Der 15. März 2020 wird den Thurgauern noch lange in Erinnerung bleiben: Bei den Wahlen für den Grossen Rat erhielt die SVP in Frauenfeld fälschlicherweise einen Sitz, der eigentlich der GLP zustand. Seit Juni laufen die Ermittlungen wegen Wahlmanipulation. In der «Rundschau» blicken die Betroffenen zurück auf die aufreibenden Ereignisse.
«Eine Achterbahn der Gefühle»
Der GLP-Kantonsrat Marco Rüegg musste seinen Sitz im Kantonsrat hart erkämpfen. Seine Partei und er hatten anhand statistischer Berechnungen festgestellt, dass die Wahlresultate nicht stimmen konnten.
Es folgte ein mehrmaliges Hin und Her mit den Behörden, bis die Wahlzettel neu ausgezählt wurden. Danach ein politisches Hickhack, bis Rüegg den Sitz einnehmen durfte. Heute erwartet er «die volle Aufklärung».
Es war sehr nervenaufreibend.
Es sei wichtig zu wissen, was die Motive des Täters gewesen seien und wie die Person vorgegangen sei. Auch, um aus den Fehlern zu lernen. Dass er selber die Nachzählung initiieren musste, habe ihn enttäuscht: «Es war sehr nervenaufreibend, dass der Aufklärungsprozess nicht von alleine gestartet ist.»
Der mutmassliche Wahlbetrug beschäftigt auch Severine Hänni bis heute. Sie musste ihren Sitz nach monatelanger Ungewissheit an Marco Rüegg abgeben. «Es war für mich eine Achterbahn der Gefühle», sagt die SVP-Politikerin.
Heute überwiege die Wut auf den Täter, der schlussendlich nicht nur sie und Marco Rüegg, sondern vor allem die Wahlbevölkerung betrogen habe. «Wenn die Wähler Zweifel haben, ob ihre Stimme ankommt, ist das verheerend.» Jetzt müsse wieder Vertrauen aufgebaut werden.
Der Kampf kostete viel Geld
Marco Rüegg hat die Anwaltskosten für seinen Kampf aus der eigenen Tasche berappt: «Ein tiefer fünfstelliger Betrag war das.» Es habe sich gelohnt, sagt Rüegg. «Wichtig ist, dass schlussendlich alles sauber abgelaufen ist.»
Anders Stokholm, Stadtpräsident von Frauenfeld, zeigt sich gegenüber der «Rundschau» aber offen, sich an diesen Verfahrenskosten zu beteiligen: «Das müsste man prüfen, wenn Herr Rüegg uns das in die Waagschale werfen würde.»
Es ist mein Anspruch, die Garantie abgeben zu können, dass so etwas nie mehr passiert.
Die Stadt Frauenfeld ordnete zwei Wochen nach dem Wahltag eine Überprüfung der Prozesse an, um Fehler bei künftigen Wahlen auszuschliessen. «Es ist mein Anspruch, die Garantie abgeben zu können, dass so etwas nie mehr passiert», sagt Stokholm.
Die Hintergründe der mutmasslichen Wahlmanipulation sind noch nicht bekannt.

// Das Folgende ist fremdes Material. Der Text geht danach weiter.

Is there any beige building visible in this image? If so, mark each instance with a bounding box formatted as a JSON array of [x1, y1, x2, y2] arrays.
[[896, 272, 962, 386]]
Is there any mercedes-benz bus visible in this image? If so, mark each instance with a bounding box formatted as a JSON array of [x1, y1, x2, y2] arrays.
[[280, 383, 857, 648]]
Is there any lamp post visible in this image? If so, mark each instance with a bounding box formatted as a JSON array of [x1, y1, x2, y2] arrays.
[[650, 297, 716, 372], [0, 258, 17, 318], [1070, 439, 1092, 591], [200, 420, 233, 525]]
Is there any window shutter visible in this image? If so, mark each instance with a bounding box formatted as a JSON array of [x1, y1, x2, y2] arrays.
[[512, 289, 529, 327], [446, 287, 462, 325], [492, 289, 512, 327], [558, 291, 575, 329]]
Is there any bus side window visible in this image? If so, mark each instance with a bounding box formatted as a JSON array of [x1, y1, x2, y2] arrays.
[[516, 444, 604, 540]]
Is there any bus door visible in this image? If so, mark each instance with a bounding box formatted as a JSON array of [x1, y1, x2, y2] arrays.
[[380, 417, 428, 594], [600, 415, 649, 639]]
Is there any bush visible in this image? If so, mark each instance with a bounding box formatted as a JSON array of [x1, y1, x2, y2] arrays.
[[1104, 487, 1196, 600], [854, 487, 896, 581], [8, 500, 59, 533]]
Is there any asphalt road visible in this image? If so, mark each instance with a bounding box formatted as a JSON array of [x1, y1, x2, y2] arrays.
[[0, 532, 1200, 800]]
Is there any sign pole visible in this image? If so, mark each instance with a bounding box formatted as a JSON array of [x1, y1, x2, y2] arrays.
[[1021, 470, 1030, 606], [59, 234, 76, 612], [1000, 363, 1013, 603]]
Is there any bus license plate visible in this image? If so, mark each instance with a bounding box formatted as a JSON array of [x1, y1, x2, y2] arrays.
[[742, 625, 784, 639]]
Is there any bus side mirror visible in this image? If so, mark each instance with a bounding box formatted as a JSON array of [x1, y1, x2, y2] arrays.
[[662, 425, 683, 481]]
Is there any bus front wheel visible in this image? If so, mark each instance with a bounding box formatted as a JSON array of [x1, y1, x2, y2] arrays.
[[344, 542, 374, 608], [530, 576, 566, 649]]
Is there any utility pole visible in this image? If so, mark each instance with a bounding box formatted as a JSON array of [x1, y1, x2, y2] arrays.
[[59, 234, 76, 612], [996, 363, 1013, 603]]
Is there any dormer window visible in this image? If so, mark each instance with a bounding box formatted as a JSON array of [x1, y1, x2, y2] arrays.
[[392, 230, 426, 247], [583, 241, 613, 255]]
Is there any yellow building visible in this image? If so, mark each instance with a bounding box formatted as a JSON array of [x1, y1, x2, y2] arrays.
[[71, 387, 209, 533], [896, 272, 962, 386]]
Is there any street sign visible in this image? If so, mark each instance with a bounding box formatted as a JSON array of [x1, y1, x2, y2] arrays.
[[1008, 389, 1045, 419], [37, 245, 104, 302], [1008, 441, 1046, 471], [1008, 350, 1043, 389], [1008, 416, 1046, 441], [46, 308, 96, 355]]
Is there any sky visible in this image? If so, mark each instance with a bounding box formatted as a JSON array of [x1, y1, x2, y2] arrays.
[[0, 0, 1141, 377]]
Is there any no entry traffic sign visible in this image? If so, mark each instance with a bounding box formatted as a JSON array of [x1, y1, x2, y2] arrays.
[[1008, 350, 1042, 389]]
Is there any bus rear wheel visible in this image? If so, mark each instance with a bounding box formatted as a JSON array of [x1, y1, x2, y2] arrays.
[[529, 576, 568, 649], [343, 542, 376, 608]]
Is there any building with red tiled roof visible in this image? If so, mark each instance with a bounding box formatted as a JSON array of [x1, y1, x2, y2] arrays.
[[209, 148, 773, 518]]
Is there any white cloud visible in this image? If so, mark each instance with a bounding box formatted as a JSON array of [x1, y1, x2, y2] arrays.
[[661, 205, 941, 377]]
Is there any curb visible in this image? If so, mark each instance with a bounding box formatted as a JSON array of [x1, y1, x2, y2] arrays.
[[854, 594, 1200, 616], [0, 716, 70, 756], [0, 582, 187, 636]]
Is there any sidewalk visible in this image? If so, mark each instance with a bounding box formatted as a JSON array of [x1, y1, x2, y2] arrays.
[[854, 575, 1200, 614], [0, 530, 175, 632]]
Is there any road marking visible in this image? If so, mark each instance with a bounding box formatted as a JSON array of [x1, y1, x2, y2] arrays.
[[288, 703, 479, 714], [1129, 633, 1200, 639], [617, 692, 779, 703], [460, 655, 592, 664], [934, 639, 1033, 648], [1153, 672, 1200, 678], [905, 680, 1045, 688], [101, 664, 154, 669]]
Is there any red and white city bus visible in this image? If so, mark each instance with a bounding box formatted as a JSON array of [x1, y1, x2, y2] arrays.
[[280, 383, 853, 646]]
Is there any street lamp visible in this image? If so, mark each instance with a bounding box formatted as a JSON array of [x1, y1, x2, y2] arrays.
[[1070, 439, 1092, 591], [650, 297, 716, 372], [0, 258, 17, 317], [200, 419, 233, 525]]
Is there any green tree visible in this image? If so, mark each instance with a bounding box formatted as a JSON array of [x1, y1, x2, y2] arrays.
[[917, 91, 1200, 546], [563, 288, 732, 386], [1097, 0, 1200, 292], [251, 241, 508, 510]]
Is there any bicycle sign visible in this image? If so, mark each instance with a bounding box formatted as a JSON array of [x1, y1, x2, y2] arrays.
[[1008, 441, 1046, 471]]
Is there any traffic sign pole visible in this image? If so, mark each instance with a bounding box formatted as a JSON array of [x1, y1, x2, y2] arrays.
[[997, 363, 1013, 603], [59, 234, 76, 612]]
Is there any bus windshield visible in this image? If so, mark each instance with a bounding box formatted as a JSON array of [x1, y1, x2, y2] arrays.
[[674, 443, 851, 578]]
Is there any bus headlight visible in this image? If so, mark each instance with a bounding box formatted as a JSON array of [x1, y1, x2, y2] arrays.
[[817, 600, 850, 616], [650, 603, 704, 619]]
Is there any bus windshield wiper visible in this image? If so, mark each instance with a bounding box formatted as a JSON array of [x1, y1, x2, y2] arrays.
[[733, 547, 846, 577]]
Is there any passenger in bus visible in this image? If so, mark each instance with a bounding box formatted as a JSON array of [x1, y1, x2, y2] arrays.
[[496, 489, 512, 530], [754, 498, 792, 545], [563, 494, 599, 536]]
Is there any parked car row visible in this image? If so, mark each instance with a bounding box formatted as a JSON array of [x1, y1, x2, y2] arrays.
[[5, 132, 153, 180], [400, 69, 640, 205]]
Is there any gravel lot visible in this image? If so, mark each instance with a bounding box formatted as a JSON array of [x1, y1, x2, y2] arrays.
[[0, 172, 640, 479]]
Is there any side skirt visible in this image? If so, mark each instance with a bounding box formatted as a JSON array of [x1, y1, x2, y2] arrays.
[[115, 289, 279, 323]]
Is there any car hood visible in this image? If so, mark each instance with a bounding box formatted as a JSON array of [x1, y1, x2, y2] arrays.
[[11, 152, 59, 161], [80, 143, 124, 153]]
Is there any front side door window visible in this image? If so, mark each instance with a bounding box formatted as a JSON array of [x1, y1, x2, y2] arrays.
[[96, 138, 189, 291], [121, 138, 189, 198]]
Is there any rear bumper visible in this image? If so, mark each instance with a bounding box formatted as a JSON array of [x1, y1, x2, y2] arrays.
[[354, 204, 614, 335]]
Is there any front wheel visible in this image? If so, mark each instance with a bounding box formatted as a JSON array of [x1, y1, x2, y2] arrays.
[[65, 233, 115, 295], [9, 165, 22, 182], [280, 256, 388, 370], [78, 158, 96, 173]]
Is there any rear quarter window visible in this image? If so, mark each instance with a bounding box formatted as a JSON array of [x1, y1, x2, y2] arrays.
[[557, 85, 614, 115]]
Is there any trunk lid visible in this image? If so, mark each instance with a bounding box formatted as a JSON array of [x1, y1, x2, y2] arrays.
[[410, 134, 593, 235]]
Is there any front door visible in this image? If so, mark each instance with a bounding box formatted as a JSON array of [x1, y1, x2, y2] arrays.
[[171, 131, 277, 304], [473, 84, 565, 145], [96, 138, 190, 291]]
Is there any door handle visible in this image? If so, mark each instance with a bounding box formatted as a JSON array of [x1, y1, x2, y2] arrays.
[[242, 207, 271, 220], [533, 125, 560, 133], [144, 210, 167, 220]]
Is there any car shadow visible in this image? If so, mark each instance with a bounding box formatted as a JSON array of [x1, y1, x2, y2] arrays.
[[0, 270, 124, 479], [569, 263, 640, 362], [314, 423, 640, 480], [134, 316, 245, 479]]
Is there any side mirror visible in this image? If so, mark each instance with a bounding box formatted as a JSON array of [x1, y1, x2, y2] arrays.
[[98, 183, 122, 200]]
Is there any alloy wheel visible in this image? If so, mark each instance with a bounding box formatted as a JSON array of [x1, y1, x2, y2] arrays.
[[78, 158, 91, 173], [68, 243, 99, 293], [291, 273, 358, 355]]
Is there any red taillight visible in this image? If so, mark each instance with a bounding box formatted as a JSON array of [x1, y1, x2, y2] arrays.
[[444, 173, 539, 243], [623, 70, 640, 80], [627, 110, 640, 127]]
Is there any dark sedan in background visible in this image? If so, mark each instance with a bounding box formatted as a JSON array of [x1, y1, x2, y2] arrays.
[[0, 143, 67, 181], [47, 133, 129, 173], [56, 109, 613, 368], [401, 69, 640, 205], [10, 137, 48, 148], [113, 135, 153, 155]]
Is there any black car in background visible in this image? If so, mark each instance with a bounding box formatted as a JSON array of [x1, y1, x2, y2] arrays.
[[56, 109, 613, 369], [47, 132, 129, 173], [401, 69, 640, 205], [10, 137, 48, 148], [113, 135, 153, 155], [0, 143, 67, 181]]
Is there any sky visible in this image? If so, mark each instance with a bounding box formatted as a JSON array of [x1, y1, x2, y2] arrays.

Vier Personen wurden von der Staatsanwaltschaft befragt – bekannt ist auch, dass es sich beim mutmasslichen Täter oder der mutmasslichen Täterin nicht um ein Parteimitglied der SVP handelt. Die Staatsanwaltschaft rechnet damit, die Strafuntersuchung in den nächsten Wochen abzuschliessen.